There is also a short list of those who have not failed :
- The long term care specialists who never surrendered when support for their efforts began to fall away from them in all directions. The group brokerage community that continues to scramble to find product to deliver at the worksite. Those wholesale brokerage distribution institutions that have only turned around long enough to ask for more ammunition and simply keep firing with dwindling reserves and no real hope of overrunning the enemy wearing away at its flanks.
- The Actuarial Community—those magical alchemists who were never provided with adequate primal ingredients. They did the best with what they were given. The job was always bigger than advertised and corporate enthusiasm for the work was never overwhelming.
Why we have continued to ignore the nose on our face has always amazed me. The model for what must be an obvious compromise between government mandates and private insurance solutions is certainly the intimate and successful marriage between Medicare and supplemental options to maintain personal responsibility, participate in the risk and reduce consumer cost to manageable levels. Guaranteeing an adequate level of program participation and therefore allowing affordable “gap” insurance, I would humbly submit, may have been the blueprint for reform all along.

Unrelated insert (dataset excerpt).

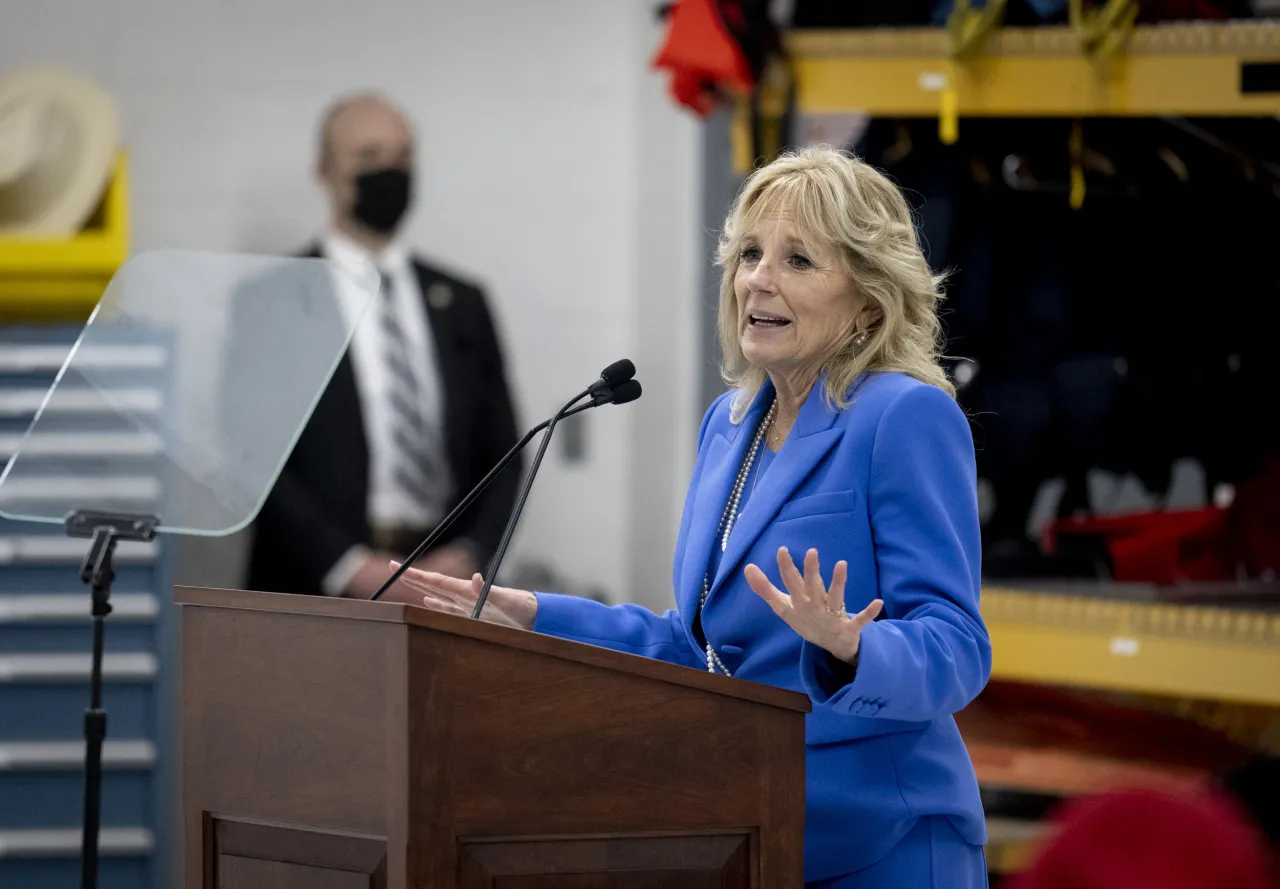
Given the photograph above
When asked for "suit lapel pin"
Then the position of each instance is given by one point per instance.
(439, 296)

Now there is smoke and there is fire. Evacuation orders to retreat to a new line of defense are drawn and pending. Please stay alert! Major structural changes are imminent; the landscape left after the fires burn out will not be the same. None of these smoldering fires or burning blazes are under control as this goes to press:
- The pending WISH ACT is a classic stop-loss approach. Basically after a floating one to five year elimination period cash would be provided on a means tested basis eliminating catastrophic risks for those in the program. Funded by employer and employee tax sharing. I do have some difficulty seeing the government as a caring reinsurer.
- $400 billion is still on the table in Washington for caregiving enhancements, Medicaid expansion and “Infrastructure” semantics. Although removed from bipartisan legislation it is alive and well in reconciliation debates.
- Finally, the absolute confusion and potential for expansion of what is certainly a wildfire in Washington State is very concerning. A mandate of participation based on increased employee taxes is very problematic.
At this point, I am simply asking that you pay attention. The “conversations” are not necessarily bad ones but without your voices they could all go easily astray. Just so we are absolutely clear—the only voices I completely trust are those that read this column. These fires will leave a mark. I will do my best to keep you informed and forewarned.
Other than that I have no opinion on the subject.